Friday, May 10, 2013

Book Review: Dead Ever After by Charlaine Harris

The final chapter of Charlaine Harris' Sookie Stackhouse novels has arrived, and with it Sookie's choice of partner, presumably for life. But before she can settle down, she has to deal with a whole lot of people who want to kill her. . . .

I don't think this book was nearly as bad as people keep screaming saying it is. But my issues aren't with the actual events and more with the writing, which is unfortunately sloppy. Instead of the usual first-person exclusively that we get in Sookie books, this one also includes third-person, which is a bit jarring. On the other hand, there's so much going on that I don't see how we could have followed the plot if all we knew was what Sookie knew. Also, a lot of stuff would have come from even further out in left field than it did.

The pacing is . . . unfortunate. There are places where three days might be summarized when we've been going along at a moment-by-moment clip.
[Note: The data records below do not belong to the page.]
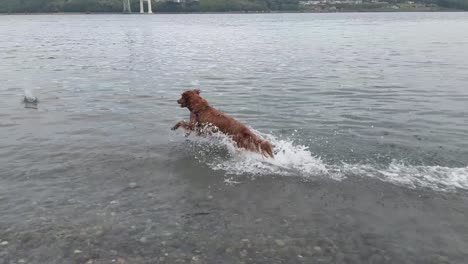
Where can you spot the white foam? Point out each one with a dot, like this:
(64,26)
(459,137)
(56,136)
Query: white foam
(28,93)
(296,160)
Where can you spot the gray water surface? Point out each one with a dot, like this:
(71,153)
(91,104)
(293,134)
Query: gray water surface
(368,114)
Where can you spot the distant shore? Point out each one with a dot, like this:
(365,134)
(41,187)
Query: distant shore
(382,10)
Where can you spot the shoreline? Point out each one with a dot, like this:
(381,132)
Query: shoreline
(440,10)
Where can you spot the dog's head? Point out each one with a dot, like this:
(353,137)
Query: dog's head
(192,100)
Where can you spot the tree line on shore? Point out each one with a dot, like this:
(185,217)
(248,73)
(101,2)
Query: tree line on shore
(46,6)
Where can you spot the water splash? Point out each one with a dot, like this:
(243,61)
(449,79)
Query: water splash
(220,153)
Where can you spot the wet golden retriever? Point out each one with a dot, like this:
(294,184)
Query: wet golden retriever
(203,115)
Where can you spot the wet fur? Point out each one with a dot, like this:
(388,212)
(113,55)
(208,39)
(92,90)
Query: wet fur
(203,115)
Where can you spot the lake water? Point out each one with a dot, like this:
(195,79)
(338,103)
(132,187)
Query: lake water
(368,114)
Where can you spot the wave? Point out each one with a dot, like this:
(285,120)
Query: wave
(220,153)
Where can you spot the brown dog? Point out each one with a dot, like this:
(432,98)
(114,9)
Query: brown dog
(203,115)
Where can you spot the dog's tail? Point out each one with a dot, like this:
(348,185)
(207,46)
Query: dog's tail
(266,149)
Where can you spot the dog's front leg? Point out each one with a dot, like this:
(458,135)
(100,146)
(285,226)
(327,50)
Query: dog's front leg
(184,125)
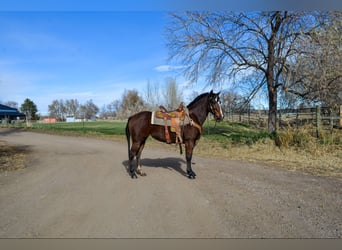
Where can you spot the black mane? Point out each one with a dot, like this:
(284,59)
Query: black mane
(196,99)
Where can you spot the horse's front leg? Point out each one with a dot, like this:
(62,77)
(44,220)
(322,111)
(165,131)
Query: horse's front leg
(189,146)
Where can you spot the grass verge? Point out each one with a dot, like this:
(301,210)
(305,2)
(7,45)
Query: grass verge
(292,149)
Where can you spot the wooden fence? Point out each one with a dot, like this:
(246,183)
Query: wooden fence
(320,117)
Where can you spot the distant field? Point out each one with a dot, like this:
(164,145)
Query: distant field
(103,128)
(297,149)
(224,132)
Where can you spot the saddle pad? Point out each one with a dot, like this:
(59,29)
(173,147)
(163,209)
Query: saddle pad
(160,121)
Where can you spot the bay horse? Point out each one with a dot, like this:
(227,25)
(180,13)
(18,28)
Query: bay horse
(139,127)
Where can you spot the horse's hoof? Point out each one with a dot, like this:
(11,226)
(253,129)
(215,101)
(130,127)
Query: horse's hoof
(192,176)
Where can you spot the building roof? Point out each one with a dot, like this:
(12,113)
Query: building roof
(9,112)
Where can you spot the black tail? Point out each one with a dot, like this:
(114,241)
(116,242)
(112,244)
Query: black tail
(128,136)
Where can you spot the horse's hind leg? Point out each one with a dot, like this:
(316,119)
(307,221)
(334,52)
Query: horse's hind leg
(139,169)
(189,146)
(133,153)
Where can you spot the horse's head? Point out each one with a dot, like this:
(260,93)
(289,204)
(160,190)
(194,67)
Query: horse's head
(215,106)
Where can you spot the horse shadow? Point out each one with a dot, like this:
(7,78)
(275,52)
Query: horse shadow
(169,163)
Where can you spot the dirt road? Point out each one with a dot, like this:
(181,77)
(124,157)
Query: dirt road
(79,187)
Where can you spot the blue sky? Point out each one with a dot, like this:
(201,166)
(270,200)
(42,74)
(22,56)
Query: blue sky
(94,49)
(81,55)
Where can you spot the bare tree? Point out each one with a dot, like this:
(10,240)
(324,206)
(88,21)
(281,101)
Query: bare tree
(315,73)
(229,45)
(57,110)
(72,107)
(152,95)
(172,94)
(11,104)
(131,103)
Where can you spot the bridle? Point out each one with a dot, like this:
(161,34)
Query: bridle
(212,103)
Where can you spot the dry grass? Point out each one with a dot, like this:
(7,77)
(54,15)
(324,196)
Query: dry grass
(318,160)
(11,157)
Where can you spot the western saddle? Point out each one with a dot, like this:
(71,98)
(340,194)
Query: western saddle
(175,117)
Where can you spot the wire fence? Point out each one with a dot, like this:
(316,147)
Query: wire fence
(320,117)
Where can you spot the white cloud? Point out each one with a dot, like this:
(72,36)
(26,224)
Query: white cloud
(167,68)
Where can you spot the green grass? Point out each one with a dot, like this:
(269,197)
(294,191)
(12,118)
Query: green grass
(224,132)
(294,149)
(102,128)
(235,133)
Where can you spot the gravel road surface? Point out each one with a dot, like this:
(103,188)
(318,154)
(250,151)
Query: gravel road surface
(77,187)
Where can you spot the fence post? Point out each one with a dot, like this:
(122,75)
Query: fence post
(340,115)
(318,121)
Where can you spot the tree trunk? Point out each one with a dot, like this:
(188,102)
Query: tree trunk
(272,113)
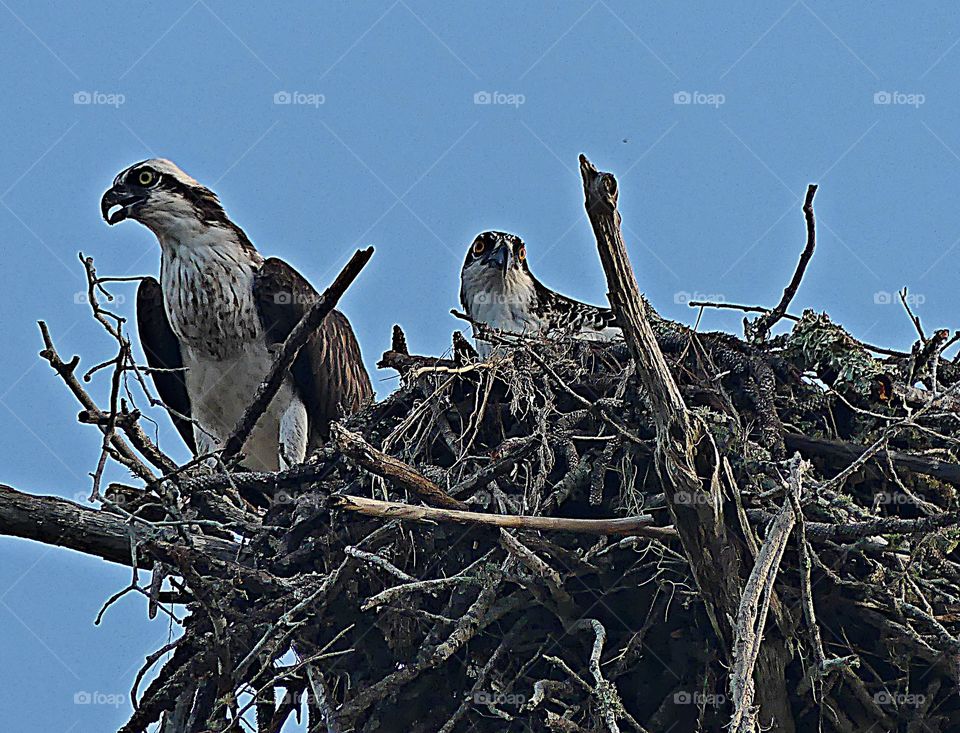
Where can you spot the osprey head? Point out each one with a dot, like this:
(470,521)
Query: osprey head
(496,253)
(160,196)
(495,270)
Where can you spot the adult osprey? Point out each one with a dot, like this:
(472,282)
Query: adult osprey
(498,289)
(212,319)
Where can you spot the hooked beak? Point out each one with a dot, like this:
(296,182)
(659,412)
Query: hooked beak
(502,257)
(119,196)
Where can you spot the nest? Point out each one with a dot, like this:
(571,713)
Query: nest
(685,531)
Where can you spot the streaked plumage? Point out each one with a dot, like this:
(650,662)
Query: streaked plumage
(498,289)
(215,317)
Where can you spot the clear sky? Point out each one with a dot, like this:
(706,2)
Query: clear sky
(383,142)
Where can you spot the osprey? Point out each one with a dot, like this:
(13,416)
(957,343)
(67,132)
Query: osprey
(212,323)
(498,289)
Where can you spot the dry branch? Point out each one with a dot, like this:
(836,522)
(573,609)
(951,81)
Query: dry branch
(394,510)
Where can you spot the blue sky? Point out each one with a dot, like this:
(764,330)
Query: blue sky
(383,142)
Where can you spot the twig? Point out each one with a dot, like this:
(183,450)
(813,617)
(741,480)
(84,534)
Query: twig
(354,447)
(763,324)
(640,525)
(752,614)
(913,318)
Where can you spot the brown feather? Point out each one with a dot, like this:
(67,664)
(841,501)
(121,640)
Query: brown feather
(162,350)
(328,374)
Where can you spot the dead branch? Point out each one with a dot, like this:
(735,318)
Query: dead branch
(394,510)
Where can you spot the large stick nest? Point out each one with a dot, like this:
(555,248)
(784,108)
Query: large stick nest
(377,623)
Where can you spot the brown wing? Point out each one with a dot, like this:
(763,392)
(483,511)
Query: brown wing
(163,352)
(328,374)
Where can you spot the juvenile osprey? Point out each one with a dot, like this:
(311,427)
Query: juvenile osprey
(215,314)
(498,289)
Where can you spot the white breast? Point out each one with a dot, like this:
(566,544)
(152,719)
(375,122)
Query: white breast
(506,304)
(208,295)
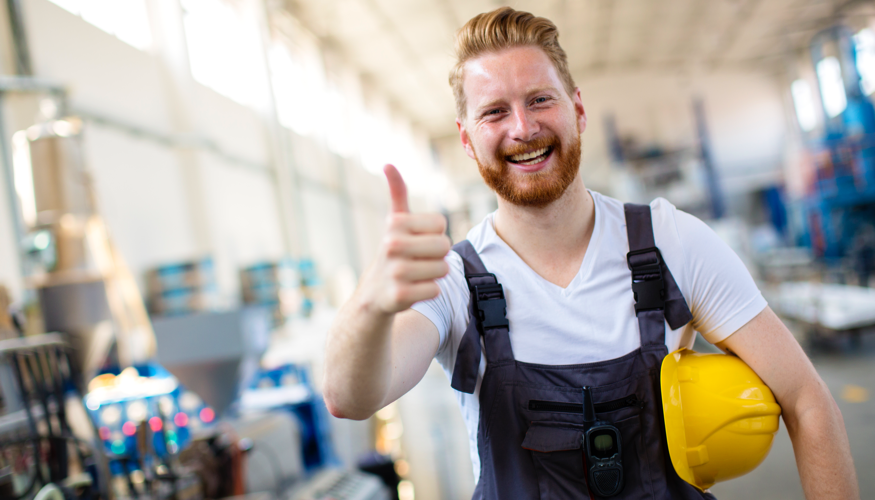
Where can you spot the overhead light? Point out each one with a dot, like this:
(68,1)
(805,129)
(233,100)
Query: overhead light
(804,104)
(864,42)
(832,86)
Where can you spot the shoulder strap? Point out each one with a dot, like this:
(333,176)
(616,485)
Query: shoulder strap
(657,296)
(487,310)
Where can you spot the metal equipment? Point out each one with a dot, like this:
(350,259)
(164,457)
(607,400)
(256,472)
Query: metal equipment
(841,203)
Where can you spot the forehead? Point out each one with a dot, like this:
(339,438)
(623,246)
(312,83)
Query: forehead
(507,74)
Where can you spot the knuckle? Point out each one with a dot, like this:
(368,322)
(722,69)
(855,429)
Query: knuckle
(394,246)
(400,294)
(446,244)
(398,271)
(396,221)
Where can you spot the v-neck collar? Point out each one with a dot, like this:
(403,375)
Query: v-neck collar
(586,265)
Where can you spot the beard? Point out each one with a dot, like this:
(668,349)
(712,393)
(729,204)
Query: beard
(535,189)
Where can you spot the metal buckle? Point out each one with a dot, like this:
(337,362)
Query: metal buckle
(489,301)
(648,290)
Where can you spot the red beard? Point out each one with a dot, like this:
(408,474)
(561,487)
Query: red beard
(536,189)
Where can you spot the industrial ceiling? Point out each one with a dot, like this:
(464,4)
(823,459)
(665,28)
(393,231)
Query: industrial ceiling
(404,47)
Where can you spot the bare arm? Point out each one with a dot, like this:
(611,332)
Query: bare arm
(815,424)
(378,348)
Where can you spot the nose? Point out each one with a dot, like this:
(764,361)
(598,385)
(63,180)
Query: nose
(525,127)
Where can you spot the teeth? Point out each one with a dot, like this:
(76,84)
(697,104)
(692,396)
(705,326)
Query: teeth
(527,156)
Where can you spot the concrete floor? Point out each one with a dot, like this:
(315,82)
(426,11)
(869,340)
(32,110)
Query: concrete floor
(849,372)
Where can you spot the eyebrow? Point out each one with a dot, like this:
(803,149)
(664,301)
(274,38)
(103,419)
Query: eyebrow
(480,109)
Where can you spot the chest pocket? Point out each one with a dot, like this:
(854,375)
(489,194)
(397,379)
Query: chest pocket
(557,453)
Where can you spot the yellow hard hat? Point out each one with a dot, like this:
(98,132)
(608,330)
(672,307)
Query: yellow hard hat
(720,417)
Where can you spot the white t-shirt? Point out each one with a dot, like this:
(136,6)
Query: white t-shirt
(593,319)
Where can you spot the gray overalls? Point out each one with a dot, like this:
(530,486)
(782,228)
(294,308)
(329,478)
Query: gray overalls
(530,437)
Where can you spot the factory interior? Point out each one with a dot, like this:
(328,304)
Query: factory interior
(191,189)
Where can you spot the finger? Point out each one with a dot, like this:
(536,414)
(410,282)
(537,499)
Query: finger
(418,223)
(420,270)
(418,247)
(397,189)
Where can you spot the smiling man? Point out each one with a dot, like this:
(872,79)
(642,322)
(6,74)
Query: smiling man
(549,305)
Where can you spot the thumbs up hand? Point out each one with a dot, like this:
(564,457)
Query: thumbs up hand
(411,256)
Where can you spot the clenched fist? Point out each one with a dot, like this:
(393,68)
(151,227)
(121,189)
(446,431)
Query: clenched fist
(411,257)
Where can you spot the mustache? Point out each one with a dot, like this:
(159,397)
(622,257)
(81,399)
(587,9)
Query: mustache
(525,147)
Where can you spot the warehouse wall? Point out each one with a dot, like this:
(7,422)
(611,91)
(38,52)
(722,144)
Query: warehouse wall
(182,172)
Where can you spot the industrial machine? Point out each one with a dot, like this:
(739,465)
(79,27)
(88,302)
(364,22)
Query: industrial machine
(839,211)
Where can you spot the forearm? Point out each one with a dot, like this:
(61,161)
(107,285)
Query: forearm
(358,363)
(821,446)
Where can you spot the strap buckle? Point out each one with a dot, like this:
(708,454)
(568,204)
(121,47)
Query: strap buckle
(489,302)
(648,284)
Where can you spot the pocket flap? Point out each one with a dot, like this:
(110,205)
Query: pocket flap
(549,438)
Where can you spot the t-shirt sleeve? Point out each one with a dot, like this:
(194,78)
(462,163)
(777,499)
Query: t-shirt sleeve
(441,310)
(722,292)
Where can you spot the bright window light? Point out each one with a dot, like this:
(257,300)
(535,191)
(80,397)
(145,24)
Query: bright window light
(126,19)
(804,103)
(832,86)
(23,176)
(299,88)
(224,48)
(865,45)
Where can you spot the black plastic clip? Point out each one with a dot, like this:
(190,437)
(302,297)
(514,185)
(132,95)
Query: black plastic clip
(490,303)
(648,284)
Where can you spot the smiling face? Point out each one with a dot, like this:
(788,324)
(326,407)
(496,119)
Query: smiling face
(521,126)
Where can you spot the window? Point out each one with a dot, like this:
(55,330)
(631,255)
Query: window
(126,19)
(832,86)
(224,50)
(804,104)
(865,45)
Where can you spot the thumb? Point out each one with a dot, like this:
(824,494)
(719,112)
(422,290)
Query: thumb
(397,189)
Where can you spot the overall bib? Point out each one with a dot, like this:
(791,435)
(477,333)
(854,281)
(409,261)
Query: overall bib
(530,437)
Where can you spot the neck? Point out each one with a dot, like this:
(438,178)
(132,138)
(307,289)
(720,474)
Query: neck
(558,233)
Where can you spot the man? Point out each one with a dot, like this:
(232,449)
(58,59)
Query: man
(559,254)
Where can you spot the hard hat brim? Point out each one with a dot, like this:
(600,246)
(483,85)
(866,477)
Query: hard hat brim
(673,415)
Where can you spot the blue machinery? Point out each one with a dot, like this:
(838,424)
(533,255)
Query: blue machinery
(840,204)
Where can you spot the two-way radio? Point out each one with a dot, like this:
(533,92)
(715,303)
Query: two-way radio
(603,447)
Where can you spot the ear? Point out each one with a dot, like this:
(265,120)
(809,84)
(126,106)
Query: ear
(578,109)
(466,141)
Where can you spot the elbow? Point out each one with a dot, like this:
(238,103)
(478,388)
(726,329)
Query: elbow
(338,410)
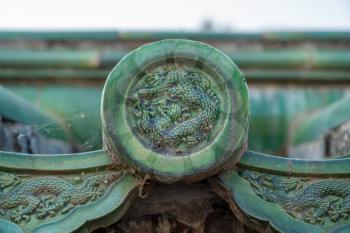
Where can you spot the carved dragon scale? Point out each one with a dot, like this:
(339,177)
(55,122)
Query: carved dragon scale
(173,110)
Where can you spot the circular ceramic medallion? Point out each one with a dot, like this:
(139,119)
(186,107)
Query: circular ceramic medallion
(175,109)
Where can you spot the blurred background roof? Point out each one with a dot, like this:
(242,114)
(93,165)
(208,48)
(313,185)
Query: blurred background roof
(184,15)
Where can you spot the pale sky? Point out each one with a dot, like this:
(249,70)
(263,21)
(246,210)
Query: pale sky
(239,15)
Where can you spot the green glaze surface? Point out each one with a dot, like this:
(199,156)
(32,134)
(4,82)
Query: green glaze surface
(61,193)
(218,104)
(20,110)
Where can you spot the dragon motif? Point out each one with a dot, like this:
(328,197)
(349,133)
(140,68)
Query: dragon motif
(174,107)
(46,196)
(313,202)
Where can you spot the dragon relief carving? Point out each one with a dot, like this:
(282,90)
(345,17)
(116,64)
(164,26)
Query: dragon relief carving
(47,196)
(174,109)
(311,201)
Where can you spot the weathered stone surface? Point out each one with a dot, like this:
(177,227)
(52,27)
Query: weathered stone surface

The ending was the worst for it; lots of telling, lots of summary, not a lot of interesting writing that made me care about the choice Sookie makes at the end.

On that note, I don't mind the choice Sookie makes at the end. I won't go too into it, but I'll just say that while I would have loved to see her end up with someone else--or, hell, alone; the girl don't need a man--I don't resent her choice the way a lot of people seem to.

So while my stars are pretty low for this book, it's not because I'm angry at Harris for not taking Sookie in the direction I wanted, but because it looks too much like she just wanted to be done and threw this book together. (It looks a lot like the papers my students turn in when they waited until the night before to write them.)